According to latest figures published in a report the Journal of Functional Foods, published by the Department of Food Science At Penn State University, on the effectiveness of vitamin-supplemented chewing gums for the delivery of vitamins, approximately 50% of Americans chew gum with sales exceeding $4.8bn in 2015.
As Confectionery News reported in 2014, functional chewing gums containing ingredients such as botanical extracts and vitamins are commercially available and represent approximately 14% of the US market.
Potential advantages
The detailed report, which examined the release and plasma levels of a panel of vitamins from two supplemented gums in 15 healthy human participants, claims there are several potential advantages to using chewing gums as delivery vehicles for vitamins compared to bolus formulations (i.e. pills, capsules, and gummies).
First, because chewing gums are used habitually, these products can be supplemented with much lower levels of vitamins than bolus dosage forms, potentially reducing the risk of overdose and facilitating better titration of doses.
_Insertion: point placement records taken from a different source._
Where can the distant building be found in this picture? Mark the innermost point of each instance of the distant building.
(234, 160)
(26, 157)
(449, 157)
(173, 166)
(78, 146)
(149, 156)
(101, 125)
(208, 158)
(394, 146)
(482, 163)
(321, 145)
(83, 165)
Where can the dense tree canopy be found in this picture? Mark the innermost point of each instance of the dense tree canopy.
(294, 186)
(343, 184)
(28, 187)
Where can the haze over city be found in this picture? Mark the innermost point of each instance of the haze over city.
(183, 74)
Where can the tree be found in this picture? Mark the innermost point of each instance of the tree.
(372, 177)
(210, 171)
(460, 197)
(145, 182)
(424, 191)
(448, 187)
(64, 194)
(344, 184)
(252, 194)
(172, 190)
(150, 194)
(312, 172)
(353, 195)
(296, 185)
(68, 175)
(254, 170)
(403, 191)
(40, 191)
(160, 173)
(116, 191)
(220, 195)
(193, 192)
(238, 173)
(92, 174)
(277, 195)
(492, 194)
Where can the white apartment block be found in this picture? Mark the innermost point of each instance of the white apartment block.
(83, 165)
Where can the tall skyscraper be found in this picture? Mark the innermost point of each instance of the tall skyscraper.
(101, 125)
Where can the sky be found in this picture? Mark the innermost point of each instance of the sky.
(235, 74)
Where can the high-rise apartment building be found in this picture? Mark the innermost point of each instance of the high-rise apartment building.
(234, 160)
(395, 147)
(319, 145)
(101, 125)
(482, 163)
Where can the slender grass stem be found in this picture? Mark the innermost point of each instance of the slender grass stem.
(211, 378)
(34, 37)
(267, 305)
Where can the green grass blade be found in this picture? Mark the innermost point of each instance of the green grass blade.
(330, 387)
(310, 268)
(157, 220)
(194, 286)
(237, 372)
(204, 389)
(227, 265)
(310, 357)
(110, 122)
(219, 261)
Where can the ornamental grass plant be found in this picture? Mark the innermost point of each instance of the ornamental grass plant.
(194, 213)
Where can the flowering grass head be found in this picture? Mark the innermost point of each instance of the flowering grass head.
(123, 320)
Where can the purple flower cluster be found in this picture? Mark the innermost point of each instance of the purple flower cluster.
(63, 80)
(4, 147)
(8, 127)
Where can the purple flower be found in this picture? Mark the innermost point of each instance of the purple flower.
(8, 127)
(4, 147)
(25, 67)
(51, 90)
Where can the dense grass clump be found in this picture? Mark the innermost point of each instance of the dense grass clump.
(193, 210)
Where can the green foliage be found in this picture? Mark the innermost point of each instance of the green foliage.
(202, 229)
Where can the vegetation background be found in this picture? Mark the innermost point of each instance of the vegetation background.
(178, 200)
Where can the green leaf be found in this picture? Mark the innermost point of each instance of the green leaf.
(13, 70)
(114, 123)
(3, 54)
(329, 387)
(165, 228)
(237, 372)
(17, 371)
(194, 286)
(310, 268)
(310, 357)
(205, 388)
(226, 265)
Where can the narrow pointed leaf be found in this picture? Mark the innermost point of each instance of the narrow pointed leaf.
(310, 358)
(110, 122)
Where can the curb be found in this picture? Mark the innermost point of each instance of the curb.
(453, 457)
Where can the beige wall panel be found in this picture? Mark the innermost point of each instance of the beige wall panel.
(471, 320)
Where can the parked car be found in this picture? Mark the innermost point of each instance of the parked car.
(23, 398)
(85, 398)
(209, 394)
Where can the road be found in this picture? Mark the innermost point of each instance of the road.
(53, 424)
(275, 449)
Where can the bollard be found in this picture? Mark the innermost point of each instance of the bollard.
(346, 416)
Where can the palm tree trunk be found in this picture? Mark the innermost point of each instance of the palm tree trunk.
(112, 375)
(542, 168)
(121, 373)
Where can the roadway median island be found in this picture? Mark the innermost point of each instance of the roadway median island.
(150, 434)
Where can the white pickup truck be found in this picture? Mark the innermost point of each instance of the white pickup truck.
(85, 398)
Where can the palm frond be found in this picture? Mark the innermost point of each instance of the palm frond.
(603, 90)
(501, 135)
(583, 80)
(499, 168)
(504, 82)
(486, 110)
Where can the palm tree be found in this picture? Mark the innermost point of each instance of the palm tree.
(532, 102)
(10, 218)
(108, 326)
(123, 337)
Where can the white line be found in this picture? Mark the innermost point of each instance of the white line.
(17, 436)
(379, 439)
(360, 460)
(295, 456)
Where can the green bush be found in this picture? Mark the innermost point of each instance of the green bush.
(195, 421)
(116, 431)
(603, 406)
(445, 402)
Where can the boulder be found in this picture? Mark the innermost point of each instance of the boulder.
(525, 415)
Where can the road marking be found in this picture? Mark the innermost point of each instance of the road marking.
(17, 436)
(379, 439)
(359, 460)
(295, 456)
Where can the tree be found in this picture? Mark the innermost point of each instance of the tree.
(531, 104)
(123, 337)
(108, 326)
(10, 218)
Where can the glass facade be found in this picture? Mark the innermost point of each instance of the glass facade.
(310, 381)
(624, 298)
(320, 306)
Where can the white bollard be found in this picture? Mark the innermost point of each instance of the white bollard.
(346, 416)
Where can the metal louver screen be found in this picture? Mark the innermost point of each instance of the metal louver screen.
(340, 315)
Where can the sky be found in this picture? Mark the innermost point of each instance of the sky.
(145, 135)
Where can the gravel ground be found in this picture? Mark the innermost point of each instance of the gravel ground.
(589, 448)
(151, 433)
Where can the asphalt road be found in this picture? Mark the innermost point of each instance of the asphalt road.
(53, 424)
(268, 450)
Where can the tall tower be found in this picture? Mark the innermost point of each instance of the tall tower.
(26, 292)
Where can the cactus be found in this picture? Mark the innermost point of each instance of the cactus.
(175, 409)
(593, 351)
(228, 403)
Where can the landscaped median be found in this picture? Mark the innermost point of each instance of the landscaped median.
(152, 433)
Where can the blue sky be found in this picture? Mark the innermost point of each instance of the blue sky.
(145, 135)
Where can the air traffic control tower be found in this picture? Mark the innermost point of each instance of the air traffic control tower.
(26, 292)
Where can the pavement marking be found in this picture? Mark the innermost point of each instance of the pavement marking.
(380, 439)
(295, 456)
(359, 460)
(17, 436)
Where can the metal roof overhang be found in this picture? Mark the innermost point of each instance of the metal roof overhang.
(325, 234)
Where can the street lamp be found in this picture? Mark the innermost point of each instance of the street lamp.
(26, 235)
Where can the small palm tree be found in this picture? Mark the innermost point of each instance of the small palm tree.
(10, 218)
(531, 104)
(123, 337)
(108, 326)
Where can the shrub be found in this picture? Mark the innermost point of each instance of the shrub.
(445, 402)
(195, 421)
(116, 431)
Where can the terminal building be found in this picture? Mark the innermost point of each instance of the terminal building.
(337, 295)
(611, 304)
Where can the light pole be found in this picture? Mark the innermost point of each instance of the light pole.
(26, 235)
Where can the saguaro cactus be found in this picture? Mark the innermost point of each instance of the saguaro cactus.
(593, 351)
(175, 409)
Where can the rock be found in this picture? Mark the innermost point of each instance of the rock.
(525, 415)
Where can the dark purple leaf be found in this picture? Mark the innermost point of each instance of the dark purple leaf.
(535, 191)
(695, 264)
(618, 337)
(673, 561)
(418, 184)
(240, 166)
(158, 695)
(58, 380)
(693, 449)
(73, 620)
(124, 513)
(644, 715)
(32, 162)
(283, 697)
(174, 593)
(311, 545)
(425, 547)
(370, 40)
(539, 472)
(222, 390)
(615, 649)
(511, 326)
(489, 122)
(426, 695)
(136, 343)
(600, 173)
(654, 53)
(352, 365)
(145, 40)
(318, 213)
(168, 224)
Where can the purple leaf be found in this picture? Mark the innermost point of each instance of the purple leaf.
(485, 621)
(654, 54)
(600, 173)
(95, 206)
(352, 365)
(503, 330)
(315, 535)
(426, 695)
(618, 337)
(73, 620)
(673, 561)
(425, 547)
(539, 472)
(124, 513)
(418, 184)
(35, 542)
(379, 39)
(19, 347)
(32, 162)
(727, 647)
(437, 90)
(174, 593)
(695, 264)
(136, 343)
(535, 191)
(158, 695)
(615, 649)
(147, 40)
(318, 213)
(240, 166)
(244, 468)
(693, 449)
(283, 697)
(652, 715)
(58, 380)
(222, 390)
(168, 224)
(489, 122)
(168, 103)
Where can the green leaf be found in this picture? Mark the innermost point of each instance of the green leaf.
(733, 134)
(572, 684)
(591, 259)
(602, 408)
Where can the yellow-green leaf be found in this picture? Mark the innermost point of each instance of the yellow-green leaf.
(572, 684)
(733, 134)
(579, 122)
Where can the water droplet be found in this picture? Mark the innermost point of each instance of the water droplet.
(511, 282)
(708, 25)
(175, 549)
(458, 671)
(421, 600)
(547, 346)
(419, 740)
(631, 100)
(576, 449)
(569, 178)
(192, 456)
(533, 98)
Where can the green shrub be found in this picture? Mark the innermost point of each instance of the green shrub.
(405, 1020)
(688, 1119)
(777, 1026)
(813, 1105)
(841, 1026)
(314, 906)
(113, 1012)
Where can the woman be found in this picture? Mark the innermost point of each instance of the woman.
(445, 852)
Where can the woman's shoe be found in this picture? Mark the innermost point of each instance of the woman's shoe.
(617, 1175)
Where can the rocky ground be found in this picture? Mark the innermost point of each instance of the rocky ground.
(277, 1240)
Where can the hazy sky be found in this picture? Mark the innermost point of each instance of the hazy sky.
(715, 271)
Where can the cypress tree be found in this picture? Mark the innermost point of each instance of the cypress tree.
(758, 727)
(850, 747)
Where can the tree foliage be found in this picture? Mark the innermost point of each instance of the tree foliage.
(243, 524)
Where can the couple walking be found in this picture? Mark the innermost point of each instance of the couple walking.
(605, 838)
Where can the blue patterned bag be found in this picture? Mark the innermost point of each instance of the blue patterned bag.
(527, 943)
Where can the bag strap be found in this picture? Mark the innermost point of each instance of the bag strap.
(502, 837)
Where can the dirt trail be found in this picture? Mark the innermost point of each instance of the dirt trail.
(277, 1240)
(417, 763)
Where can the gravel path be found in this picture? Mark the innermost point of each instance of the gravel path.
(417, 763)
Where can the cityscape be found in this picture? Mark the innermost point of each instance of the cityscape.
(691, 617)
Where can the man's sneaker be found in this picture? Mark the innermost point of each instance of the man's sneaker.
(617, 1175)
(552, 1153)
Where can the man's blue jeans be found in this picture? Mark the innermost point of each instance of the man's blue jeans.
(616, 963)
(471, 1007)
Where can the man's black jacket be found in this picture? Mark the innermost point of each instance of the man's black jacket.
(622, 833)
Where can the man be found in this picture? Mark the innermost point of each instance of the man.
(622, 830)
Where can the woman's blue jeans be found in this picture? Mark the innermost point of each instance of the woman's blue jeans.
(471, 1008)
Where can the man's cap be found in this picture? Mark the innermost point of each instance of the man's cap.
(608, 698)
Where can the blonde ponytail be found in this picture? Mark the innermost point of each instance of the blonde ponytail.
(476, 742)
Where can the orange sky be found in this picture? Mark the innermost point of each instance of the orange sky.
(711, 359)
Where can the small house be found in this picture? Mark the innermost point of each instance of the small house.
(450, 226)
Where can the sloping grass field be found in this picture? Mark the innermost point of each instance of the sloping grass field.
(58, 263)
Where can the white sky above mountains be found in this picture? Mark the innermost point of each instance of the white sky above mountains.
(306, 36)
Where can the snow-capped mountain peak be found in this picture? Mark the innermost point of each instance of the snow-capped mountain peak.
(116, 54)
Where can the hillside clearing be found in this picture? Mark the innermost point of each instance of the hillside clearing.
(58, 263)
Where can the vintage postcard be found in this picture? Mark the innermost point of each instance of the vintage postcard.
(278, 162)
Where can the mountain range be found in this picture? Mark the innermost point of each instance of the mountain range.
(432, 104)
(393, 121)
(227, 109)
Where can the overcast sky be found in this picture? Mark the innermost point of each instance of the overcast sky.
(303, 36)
Second, the popularity of chewing gum could increase compliance compared to other supplement forms.
The report looks at what it describes as the ‘chronic or transient vitamin deficiencies still exist in the United States’, which can cause developmental abnormalities, growth deficiencies, visual impairment, and compromised immune and cognitive functions.
Component vitamins
Although vitamin-containing chewing gums are commercially available, the extent to which these products release their component vitamins, and their efficacy in influencing blood levels of vitamins has not been examined, until the publication of this recent report.
The report authors say the objectives of the study “were to determine the extent to which a subset of water-soluble and fat-soluble vitamins are released from the gum matrix into the saliva during a typical chew, and to evaluate the impact of chewing these supplemented gums on acute plasma levels of the constituent vitamins in a population of healthy human participants.”
This study provide data that “can be used in the design of future human intervention studies to assess the efficacy of these products for the mitigation or correction of vitamin deficiencies, and to guide the development of novel formulations of vitamin-supplemented chewing gums with improved performance characteristics”.